Regarding the issue with TLS encryption ports being enabled

I plan to map the SIP service on FreePBX to the public network, but directly mapping TCP ports seems a bit insecure.So I plan to map the TLS encryption port to the public network. When I opened the port and was preparing to submit the TLS certificate, I couldn’t find the submission portal. How can I submit the TLS certificate to FreePBX and make it effective?

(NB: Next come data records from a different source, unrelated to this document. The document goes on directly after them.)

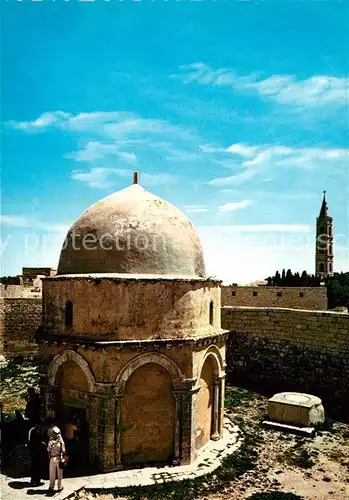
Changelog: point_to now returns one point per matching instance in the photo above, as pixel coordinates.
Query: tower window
(211, 313)
(68, 317)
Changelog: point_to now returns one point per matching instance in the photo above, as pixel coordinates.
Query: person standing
(56, 450)
(36, 446)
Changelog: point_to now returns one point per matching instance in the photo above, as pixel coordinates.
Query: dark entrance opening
(76, 437)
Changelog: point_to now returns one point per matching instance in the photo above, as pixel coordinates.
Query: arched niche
(170, 366)
(71, 358)
(148, 416)
(208, 407)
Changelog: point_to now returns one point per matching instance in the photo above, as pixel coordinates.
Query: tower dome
(132, 231)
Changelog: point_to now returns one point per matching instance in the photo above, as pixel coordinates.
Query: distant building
(324, 242)
(29, 274)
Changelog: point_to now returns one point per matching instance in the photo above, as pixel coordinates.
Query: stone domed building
(131, 339)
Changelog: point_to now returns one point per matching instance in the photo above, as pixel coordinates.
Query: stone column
(48, 395)
(118, 436)
(188, 423)
(221, 405)
(216, 407)
(178, 412)
(107, 433)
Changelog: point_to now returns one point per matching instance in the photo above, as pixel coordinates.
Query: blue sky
(236, 112)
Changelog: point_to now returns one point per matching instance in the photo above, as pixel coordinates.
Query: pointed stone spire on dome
(324, 208)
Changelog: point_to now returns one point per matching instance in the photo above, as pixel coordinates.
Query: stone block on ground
(296, 409)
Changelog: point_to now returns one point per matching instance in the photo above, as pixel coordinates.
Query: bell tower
(324, 242)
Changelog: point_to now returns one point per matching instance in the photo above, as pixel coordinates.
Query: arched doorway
(71, 408)
(204, 404)
(148, 416)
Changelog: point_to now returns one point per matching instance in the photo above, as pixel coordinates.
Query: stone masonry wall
(313, 298)
(279, 350)
(19, 320)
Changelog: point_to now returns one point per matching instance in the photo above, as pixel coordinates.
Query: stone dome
(132, 231)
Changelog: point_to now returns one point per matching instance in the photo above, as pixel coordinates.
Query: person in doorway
(56, 450)
(36, 446)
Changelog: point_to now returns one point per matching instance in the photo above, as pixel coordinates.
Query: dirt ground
(270, 465)
(274, 465)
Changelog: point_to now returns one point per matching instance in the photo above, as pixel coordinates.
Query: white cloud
(106, 177)
(111, 141)
(16, 221)
(315, 91)
(196, 208)
(95, 150)
(254, 160)
(244, 254)
(26, 221)
(263, 228)
(234, 205)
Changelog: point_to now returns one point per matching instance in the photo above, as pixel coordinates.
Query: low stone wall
(310, 298)
(277, 350)
(19, 321)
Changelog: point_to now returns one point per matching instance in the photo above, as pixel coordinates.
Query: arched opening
(148, 416)
(72, 410)
(68, 317)
(204, 404)
(211, 313)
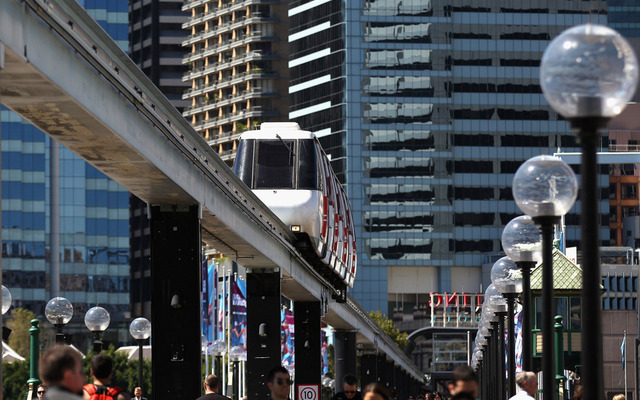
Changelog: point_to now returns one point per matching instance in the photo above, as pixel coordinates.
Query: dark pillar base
(345, 356)
(175, 292)
(307, 344)
(263, 345)
(367, 369)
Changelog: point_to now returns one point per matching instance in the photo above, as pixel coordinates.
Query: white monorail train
(288, 170)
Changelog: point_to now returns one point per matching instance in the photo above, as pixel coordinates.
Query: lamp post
(588, 74)
(507, 278)
(495, 302)
(545, 188)
(6, 305)
(140, 329)
(59, 312)
(97, 320)
(522, 243)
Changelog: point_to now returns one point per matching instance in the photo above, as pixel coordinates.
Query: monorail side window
(307, 168)
(274, 166)
(243, 166)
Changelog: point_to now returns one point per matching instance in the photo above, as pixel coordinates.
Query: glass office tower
(427, 109)
(93, 215)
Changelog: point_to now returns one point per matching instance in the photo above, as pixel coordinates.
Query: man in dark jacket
(350, 389)
(211, 389)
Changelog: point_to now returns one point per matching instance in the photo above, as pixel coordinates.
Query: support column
(367, 369)
(344, 343)
(308, 343)
(175, 306)
(263, 329)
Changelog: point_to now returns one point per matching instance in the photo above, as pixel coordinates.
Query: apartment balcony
(218, 12)
(257, 111)
(227, 27)
(228, 100)
(232, 80)
(229, 44)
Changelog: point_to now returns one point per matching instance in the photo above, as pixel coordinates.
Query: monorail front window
(274, 166)
(277, 164)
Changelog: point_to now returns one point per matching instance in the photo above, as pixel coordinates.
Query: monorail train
(288, 170)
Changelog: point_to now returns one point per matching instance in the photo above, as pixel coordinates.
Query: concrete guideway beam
(64, 74)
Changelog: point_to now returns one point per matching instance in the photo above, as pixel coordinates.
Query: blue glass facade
(94, 214)
(427, 109)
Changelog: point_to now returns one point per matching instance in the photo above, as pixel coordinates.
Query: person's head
(101, 367)
(375, 391)
(527, 381)
(465, 381)
(211, 384)
(279, 383)
(61, 366)
(41, 391)
(350, 386)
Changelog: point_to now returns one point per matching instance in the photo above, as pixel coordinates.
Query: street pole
(34, 341)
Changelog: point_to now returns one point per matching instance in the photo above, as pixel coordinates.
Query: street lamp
(522, 243)
(6, 300)
(140, 329)
(6, 305)
(545, 188)
(59, 312)
(97, 320)
(507, 278)
(494, 301)
(588, 74)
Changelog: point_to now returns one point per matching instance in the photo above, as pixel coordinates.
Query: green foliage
(390, 329)
(14, 379)
(125, 372)
(20, 323)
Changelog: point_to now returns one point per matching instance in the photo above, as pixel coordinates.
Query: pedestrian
(527, 382)
(101, 370)
(137, 394)
(375, 391)
(349, 389)
(279, 383)
(465, 383)
(61, 371)
(212, 389)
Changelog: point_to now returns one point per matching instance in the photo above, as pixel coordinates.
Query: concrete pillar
(307, 344)
(175, 292)
(344, 343)
(263, 329)
(368, 369)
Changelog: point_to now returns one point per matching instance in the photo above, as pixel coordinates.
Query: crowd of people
(63, 379)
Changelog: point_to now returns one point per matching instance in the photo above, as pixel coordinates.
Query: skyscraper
(237, 68)
(155, 45)
(90, 265)
(427, 109)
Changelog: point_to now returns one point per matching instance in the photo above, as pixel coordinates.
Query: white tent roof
(9, 355)
(132, 352)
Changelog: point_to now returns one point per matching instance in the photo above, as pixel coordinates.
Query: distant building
(155, 45)
(427, 109)
(237, 68)
(91, 262)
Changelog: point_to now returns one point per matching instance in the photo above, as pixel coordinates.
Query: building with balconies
(237, 68)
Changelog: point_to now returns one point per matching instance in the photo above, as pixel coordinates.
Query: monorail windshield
(277, 164)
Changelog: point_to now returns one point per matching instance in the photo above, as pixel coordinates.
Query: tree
(20, 323)
(400, 338)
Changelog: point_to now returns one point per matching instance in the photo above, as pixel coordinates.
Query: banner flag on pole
(624, 352)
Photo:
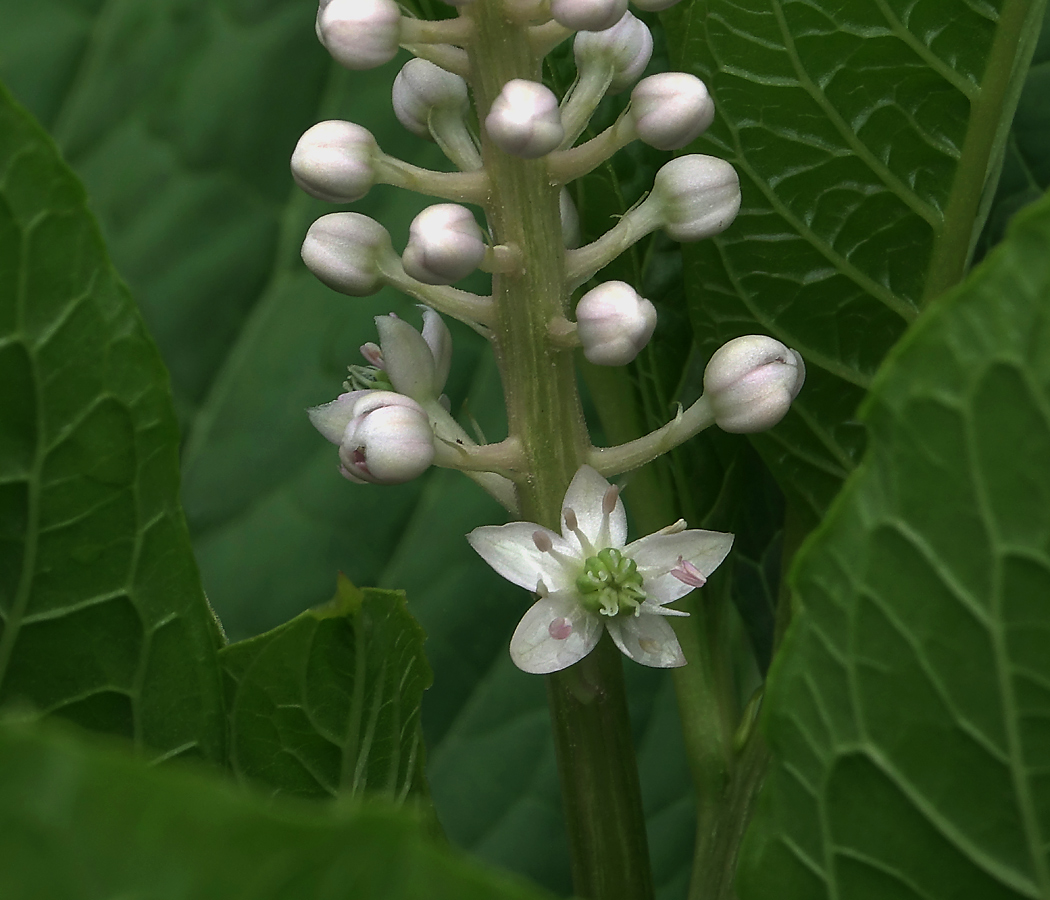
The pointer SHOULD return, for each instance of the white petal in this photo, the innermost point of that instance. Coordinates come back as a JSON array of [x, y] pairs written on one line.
[[585, 497], [511, 551], [656, 555], [647, 640], [331, 419], [555, 632], [406, 358]]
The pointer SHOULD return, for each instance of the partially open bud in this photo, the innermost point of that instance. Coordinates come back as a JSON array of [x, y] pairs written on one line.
[[389, 440], [588, 15], [444, 245], [671, 109], [524, 120], [614, 323], [335, 161], [360, 34], [422, 87], [626, 48], [698, 196], [343, 250], [751, 381]]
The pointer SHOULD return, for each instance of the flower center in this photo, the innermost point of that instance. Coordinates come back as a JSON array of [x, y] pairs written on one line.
[[610, 584]]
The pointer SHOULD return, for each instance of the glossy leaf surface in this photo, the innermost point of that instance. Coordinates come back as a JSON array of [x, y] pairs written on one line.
[[908, 709]]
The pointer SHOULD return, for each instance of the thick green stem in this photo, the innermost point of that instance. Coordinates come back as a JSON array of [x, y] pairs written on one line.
[[592, 737]]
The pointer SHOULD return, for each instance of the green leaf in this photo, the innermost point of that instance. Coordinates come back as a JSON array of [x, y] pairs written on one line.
[[81, 822], [864, 133], [1026, 167], [907, 710], [328, 705], [104, 620]]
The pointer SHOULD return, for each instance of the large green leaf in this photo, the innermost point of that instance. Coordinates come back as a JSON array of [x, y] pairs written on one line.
[[104, 620], [328, 705], [181, 117], [864, 133], [908, 709], [80, 822]]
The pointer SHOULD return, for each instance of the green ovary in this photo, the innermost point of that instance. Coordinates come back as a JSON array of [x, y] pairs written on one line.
[[610, 584]]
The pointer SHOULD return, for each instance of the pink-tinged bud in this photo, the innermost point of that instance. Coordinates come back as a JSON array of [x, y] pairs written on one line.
[[387, 441], [422, 87], [343, 250], [570, 220], [671, 109], [335, 161], [444, 245], [524, 120], [626, 48], [588, 15], [654, 5], [698, 196], [614, 323], [751, 381], [360, 34]]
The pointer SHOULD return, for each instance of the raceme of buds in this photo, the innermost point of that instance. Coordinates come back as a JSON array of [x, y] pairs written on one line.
[[343, 250], [422, 87], [444, 245], [524, 120], [671, 109], [334, 161], [360, 34], [385, 438], [751, 381], [614, 323], [626, 48], [698, 196], [588, 15]]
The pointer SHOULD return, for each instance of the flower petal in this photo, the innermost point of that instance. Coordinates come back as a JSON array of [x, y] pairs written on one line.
[[555, 632], [585, 497], [331, 419], [656, 555], [511, 551], [647, 640], [406, 358]]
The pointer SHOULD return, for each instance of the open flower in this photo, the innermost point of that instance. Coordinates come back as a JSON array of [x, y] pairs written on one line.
[[587, 578]]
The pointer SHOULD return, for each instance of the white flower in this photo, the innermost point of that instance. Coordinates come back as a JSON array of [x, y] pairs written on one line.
[[587, 579]]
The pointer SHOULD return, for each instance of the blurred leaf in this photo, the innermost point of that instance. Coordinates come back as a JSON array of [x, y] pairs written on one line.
[[103, 618], [181, 117], [81, 822], [864, 133], [1026, 167], [907, 710], [328, 705]]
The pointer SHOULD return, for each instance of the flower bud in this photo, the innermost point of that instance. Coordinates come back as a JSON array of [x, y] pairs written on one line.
[[614, 323], [570, 220], [654, 5], [334, 161], [343, 250], [360, 34], [444, 245], [698, 196], [389, 440], [671, 109], [626, 47], [751, 381], [524, 120], [588, 15], [420, 87]]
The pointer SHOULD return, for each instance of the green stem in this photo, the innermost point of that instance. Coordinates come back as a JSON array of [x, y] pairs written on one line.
[[588, 705]]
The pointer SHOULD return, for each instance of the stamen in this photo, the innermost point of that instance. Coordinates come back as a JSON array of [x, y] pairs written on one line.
[[688, 573]]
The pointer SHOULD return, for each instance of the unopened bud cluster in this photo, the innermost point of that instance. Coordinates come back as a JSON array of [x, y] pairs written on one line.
[[390, 425]]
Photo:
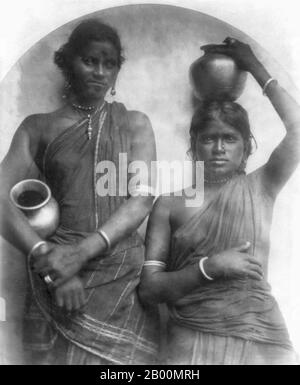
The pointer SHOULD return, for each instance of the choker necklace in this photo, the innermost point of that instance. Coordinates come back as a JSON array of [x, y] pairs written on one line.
[[89, 109]]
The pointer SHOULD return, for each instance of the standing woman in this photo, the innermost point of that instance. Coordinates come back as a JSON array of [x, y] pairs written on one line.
[[82, 307], [210, 264]]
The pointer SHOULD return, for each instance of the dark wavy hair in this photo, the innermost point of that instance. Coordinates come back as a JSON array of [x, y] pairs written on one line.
[[228, 112], [87, 31]]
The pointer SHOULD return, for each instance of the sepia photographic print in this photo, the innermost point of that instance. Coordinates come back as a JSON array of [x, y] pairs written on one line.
[[149, 184]]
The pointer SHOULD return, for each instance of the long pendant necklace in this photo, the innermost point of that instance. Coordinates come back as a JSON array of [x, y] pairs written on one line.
[[219, 181], [91, 112]]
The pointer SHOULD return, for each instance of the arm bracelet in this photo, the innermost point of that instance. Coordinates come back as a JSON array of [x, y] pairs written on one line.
[[106, 239], [201, 267]]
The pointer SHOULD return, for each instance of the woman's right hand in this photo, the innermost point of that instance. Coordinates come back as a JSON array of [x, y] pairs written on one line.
[[234, 263]]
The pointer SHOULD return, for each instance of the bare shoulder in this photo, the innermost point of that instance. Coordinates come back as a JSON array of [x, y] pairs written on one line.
[[36, 124], [171, 202], [139, 124]]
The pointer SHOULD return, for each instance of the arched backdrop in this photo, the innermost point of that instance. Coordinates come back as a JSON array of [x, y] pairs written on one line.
[[160, 42]]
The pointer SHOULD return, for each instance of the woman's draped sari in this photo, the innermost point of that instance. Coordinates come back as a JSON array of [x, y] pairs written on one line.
[[245, 308], [112, 325]]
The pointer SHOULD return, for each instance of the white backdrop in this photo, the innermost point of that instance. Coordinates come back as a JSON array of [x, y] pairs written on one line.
[[273, 24]]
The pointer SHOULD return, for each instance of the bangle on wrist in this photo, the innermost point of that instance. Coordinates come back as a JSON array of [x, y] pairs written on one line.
[[105, 238], [201, 267], [268, 82], [36, 246]]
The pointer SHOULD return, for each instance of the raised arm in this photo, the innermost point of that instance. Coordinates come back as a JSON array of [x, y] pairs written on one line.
[[17, 165], [286, 156], [158, 285], [65, 261]]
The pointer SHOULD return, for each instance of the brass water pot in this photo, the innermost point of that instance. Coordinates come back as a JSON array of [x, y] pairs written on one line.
[[217, 77], [33, 197]]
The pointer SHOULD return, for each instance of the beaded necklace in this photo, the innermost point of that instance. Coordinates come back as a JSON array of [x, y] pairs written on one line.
[[92, 110]]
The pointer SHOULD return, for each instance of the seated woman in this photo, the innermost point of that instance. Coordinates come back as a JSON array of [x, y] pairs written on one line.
[[83, 306], [209, 264]]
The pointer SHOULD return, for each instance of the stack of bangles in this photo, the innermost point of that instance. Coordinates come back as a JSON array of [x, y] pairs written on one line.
[[47, 279], [105, 238]]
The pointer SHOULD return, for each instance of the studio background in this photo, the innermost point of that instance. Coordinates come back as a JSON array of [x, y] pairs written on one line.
[[160, 42]]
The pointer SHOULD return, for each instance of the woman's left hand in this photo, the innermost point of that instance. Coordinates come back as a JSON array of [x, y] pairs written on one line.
[[60, 263], [240, 52]]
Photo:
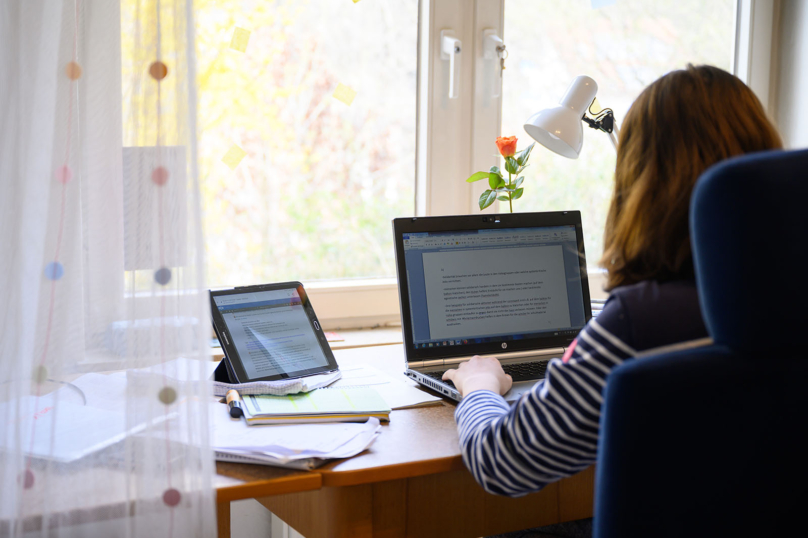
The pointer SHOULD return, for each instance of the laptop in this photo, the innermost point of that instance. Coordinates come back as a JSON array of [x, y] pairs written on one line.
[[513, 286]]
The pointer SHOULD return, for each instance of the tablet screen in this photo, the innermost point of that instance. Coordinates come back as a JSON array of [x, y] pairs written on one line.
[[272, 333]]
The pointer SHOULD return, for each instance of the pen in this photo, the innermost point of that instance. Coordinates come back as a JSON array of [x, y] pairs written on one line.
[[234, 403]]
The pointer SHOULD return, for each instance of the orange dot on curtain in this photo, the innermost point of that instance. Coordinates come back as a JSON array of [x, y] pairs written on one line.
[[73, 71], [27, 479], [158, 70]]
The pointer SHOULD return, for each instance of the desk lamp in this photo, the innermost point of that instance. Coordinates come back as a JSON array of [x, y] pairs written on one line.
[[559, 128]]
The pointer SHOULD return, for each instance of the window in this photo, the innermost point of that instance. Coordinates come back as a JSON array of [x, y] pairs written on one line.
[[314, 195], [624, 47], [320, 178]]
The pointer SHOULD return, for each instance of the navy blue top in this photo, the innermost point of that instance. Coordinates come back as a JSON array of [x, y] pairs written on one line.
[[552, 430]]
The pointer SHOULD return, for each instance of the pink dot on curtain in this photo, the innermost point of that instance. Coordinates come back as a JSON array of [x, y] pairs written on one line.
[[158, 70], [172, 497], [64, 174], [73, 71], [160, 176], [27, 479], [54, 271], [162, 276]]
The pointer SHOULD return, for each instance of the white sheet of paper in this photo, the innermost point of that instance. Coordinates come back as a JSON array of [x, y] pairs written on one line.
[[398, 393], [63, 430]]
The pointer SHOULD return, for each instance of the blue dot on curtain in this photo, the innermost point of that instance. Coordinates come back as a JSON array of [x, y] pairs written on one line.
[[54, 271], [162, 276], [172, 497]]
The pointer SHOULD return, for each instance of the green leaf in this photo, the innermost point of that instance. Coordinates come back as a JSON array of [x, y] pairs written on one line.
[[524, 155], [487, 198], [477, 176]]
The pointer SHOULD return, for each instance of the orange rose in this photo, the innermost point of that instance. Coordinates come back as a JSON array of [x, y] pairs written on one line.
[[506, 145]]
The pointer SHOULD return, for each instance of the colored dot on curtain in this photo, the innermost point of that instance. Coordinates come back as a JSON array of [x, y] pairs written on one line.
[[158, 70], [73, 71], [172, 497], [54, 271], [160, 176], [27, 479], [167, 395], [162, 276], [64, 174], [40, 374]]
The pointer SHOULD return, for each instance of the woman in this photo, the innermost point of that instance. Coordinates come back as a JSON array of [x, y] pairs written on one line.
[[680, 125]]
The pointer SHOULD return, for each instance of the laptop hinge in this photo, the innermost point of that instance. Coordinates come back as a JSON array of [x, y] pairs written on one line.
[[534, 354]]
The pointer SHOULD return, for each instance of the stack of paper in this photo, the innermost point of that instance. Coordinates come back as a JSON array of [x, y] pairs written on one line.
[[353, 404], [301, 446]]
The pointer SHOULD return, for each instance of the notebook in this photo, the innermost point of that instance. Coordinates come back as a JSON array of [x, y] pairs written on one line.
[[354, 404], [513, 286]]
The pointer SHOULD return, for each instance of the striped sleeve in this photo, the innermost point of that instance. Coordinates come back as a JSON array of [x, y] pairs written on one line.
[[552, 431]]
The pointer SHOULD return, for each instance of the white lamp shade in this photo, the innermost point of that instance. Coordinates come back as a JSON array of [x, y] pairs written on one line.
[[560, 129]]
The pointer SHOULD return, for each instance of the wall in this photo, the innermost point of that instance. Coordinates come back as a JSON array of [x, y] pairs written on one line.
[[791, 74]]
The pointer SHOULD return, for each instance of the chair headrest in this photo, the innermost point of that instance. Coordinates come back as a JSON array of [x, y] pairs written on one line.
[[749, 232]]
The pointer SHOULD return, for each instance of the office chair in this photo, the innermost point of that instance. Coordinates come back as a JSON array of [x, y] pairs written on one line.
[[713, 441]]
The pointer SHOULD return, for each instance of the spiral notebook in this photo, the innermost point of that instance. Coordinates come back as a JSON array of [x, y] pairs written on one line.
[[350, 404], [261, 459]]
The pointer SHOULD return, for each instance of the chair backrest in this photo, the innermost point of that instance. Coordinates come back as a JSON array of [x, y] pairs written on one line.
[[714, 441], [749, 232]]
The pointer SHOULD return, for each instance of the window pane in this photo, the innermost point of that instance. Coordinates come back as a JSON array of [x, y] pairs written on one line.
[[624, 47], [321, 179]]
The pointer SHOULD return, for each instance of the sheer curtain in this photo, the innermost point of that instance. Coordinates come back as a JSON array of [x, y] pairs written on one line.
[[104, 320]]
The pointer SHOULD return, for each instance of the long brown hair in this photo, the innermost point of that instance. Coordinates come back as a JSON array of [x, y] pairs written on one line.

You manage/create certificates under Admin → Certificate Manager and then configure/use those certificates under System Admin → HTTPS Setup

It is indeed possible to do this, but the v6 Internet line connected to my FreePBX server has no speed limit and can run up to the speed of the upstream ISP broadband access computer room, while v4 is limited according to the line access contract. If It is indeed possible for v4 and v6 to resolve to the same domain name and configure TLS, but the DNS used will not resolve the v6 address first every time, so the advantageous v6 link will not be used for SIP phone communication, so whether FreePBX Can dual TLS ports be configured? That is, one TLS port for v4 and one TLS port for v6?

I believe having multiple TLS transports is problematic. But that said, usually seen on only IPv4 having multiple. Would need to check on IPv6 interfering.

That isn’t going to help you at all and you have a fundamental misunderstanding of how IPv6 works.

By standard, an IPv6 connection is ALWAYS attempted first, if both IPv6 and IPv4 records (and A and a AAAA record) are returned on a DNS query. It makes no difference if the DNS query response lists the AAAA record after the A record. If the IPv6 connection fails then it falls back to IPv4. Not the other way around like you think it does.

Secondly, if a TLS port is opened then assuming whatever is listening on that port is compiled on a reasonably newer version of Linux, then both IPv6 and IPv4 will be open and listening on that port. The programmers would have had to have gone out of their way to disable IPv6 listening in the FreePBX code for it to be otherwise.

If you are not seeing IPv6 connections, it’s because the clients - not you - decided to use IPv4. Most likely because they don’t have valid IPv6 numbers.

I have solved this problem. Upload the certificate to the server, then go to the etc/asterisk folder, find pjsip.transports.conf, and modify the certificate path to the uploaded certificate path.
The original plan was to separately publish the TLS port on the v6 public network, but the v6 activation rate in my region is too low.
So I came up with a compromise solution, which is to have my own tunnel service DNS rewrite the domain name bound to the TLS port of FreePBX to its parameter of FreePBX server v4 address.
The in the original configuration file does not listen to v6. I changed it to [:]: 5061. After the change, v6 is listening, but v4 is not listening. How can you solve this problem?